Dear Editor,
I have read with great interest the study by Busque et al. [1], in which the authors evaluated the real-world data on switching patterns of tyrosine kinase inhibitors (TKIs) among a large population of chronic myeloid leukemia (CML) patients in Quebec, Canada. This study is very valuable since data on this topic is still limited in the literature, however, there still some points that need to be further underlined.
The study reports that nearly half of the patients were switched to second-line TKI therapy with a median follow-up of approximately 6 years. The most common reason for switching was TKI-associated toxicities [1]. In the observational SIMPLICITY study, the proportion of patients with a TKI switch was lower than that observed in the study of Busque and colleagues, with the percentages of patients who were switched of an alternative TKI for the first and second years of therapy of 17.8 and 9.5%, respectively [2]. The update of the same study among European patients showed that, with a median follow-up of 5 years, 25% of patients were switched to second-line TKI therapy [3]. Similarly, intolerance was the most common reason for switching in the SIMPLICITY study. In the UK TARGET CML study, with a median follow-up of nearly 3 years, 44% of the patients were switched from first-line TKI [4], which was comparable to that of the Quebec registry [1]. In this study, resistance was the most common reason for switching, observed in 65% of the patients [4]. In patients with CML experiencing grade 4 or persisting grade 3 adverse events (AEs) under TKIs, the recommendation is to switch to an alternative treatment [5, 6]. As the distribution of toxicity grades were not shared in the study of Busque et al. [1], maybe not all patients with a TKI switch due to intolerance had grade ≥3 AE.
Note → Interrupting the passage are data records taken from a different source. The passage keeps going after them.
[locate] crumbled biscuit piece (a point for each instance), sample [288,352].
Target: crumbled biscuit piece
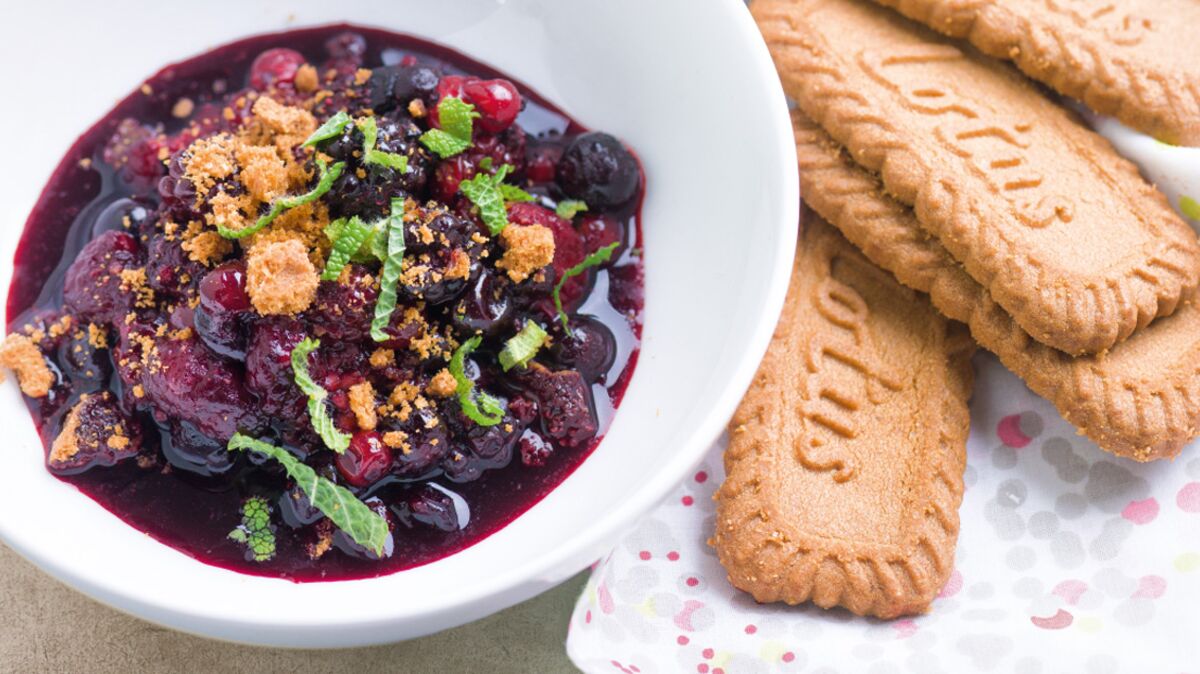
[280,277]
[363,404]
[306,79]
[21,355]
[526,250]
[443,385]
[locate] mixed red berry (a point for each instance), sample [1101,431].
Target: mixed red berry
[370,269]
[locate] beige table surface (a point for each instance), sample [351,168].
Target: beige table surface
[46,626]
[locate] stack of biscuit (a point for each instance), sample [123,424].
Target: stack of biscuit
[990,205]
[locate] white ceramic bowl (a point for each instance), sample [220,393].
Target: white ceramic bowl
[688,84]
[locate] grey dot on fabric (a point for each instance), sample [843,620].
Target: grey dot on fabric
[1067,464]
[1071,505]
[1003,457]
[1110,487]
[1067,549]
[1011,493]
[1043,524]
[1020,558]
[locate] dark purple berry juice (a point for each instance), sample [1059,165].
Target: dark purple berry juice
[334,263]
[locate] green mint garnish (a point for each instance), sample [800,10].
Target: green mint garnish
[348,513]
[348,238]
[522,347]
[328,175]
[490,194]
[568,209]
[322,422]
[393,264]
[378,157]
[333,127]
[485,410]
[454,137]
[256,531]
[597,258]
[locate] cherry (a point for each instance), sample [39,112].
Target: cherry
[275,66]
[497,102]
[365,461]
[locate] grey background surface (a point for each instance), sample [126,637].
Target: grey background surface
[48,627]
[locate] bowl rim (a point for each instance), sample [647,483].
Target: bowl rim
[513,585]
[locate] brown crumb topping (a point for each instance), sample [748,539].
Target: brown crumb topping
[364,405]
[21,355]
[280,277]
[443,384]
[526,250]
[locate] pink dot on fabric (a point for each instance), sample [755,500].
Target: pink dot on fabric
[1141,512]
[1009,432]
[953,585]
[1151,587]
[1189,498]
[1060,620]
[1069,590]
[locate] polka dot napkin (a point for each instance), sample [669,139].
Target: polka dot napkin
[1069,560]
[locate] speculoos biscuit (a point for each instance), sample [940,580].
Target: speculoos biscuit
[846,456]
[1137,60]
[1140,401]
[1041,210]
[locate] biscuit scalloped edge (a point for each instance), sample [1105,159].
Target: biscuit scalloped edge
[1143,416]
[1119,302]
[1108,84]
[882,581]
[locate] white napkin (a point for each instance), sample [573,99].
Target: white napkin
[1069,559]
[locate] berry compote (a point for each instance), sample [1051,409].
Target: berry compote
[331,256]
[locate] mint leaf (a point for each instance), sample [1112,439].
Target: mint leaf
[568,209]
[348,513]
[484,411]
[328,175]
[455,132]
[333,127]
[256,531]
[522,347]
[322,422]
[349,236]
[393,264]
[597,258]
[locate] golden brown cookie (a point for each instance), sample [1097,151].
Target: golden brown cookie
[1139,401]
[1135,60]
[846,456]
[1041,210]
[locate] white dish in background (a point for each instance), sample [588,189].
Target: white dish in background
[689,85]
Generic TKIs are now globally available [7, 8], and the rates of toxicities may differ between generics and the original molecule as well as between different generics [7, 9]. In a previously published study also coming from Quebec, Canada, it was shown that switching to another TKI was higher in patients receiving generic imatinib when compared to those with branded imatinib and intolerance was the main reason for this higher non-persistence [10]. There was no data on the use of generics in the study of Busque et al. [1], and it would be interesting to see this information, together with the comparative data between generics and branded TKIs regarding rates of switching and other outcomes.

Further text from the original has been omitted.